China rolls out its first ETF options on the Shanghai bourse
Initial trading, on 9 February, was relatively active, typical for the first day of a new product in China.
China has rolled out its first stock options on the Shanghai Stock Exchange (SSE), offering investors a new hedging tool for buying and selling index heavyweights.
The options are based on the exchange-traded fund (ETF) that tracks the SSE50 index, composed of the 50 most heavily weighted stocks on the bourse.
Initial trading, on 9 February, was relatively active, typical for the first day of a new product in China, traders told Reuters.

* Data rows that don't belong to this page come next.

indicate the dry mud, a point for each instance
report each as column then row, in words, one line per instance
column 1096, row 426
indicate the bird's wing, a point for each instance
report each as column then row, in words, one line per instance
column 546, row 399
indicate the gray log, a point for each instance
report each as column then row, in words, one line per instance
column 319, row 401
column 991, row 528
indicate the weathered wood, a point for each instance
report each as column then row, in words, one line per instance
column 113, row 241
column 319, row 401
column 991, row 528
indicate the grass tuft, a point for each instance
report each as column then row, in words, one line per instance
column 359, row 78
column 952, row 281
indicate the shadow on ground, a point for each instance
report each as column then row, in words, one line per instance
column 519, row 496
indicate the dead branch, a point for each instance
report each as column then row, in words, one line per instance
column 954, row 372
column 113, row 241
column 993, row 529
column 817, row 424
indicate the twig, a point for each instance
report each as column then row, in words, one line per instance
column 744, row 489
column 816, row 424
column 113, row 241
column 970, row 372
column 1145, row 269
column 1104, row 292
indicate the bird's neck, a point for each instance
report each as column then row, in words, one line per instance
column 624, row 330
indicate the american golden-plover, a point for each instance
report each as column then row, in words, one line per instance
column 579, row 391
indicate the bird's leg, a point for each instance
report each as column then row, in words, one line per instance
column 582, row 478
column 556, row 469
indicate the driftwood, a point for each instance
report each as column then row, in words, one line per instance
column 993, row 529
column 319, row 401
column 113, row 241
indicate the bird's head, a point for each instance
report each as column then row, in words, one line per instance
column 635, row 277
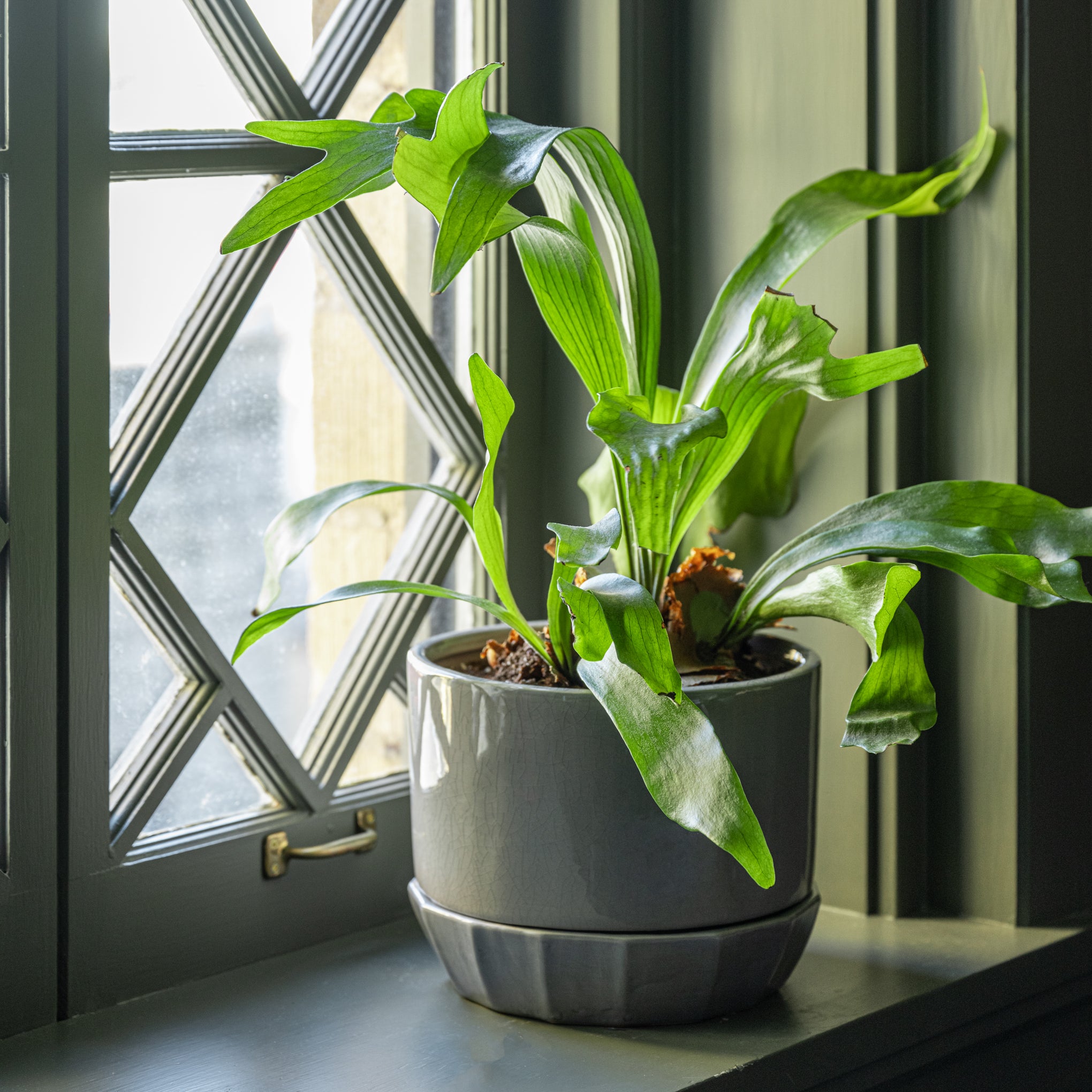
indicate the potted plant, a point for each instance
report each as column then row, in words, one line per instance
column 552, row 883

Forty contracts for March, April, June and September have been listed to begin with.
China's securities regulator is essentially guiding investors into blue chips, the news agency reported, which most retail investors have shunned in favour of smaller firms, whose valuations have been pushed up.

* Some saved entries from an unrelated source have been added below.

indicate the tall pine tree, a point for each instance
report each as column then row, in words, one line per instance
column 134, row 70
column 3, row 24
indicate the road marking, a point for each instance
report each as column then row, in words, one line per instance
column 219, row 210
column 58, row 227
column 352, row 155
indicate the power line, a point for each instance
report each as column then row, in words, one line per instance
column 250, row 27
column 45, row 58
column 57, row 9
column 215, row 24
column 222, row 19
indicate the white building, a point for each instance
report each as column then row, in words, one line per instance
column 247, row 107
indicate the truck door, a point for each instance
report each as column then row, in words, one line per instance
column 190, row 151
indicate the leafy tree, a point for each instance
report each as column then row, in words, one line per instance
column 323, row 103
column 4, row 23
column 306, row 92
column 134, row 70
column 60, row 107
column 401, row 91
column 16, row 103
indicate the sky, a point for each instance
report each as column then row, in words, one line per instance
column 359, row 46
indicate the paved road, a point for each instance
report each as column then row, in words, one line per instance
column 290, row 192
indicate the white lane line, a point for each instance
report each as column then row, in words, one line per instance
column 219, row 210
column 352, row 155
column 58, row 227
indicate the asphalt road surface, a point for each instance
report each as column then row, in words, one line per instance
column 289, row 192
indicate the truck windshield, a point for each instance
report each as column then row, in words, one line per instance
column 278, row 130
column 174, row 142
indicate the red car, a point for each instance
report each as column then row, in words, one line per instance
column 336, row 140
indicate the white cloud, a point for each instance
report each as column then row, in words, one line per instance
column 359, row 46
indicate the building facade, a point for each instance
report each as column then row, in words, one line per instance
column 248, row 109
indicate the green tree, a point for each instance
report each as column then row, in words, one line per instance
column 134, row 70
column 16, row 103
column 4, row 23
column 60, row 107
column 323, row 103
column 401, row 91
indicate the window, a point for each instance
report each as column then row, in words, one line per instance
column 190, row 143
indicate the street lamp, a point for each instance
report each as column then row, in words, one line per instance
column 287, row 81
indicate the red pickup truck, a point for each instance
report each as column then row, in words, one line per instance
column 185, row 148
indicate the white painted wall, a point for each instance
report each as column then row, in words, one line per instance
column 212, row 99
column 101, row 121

Components in the SSE50 index have average price-to-earnings ratio of 10 times, as against 17 times for the broader market.
However, analysts have forecast the product will have a slow start owing to regulatory restrictions aimed at curbing risk, although they believe a measured rollout of newer hedging tools has long-term benefits for the nation's equity markets.
Zheng Weigang, head of the investment at Shanghai Securities, said: "...It will take some time to find right pricing for the options."
Options are contracts that afford investors the right, but not the obligation, to purchase a security at a specific price on or before a set date. A futures contract obligates both parties to trade the core asset at a specified price on a given date.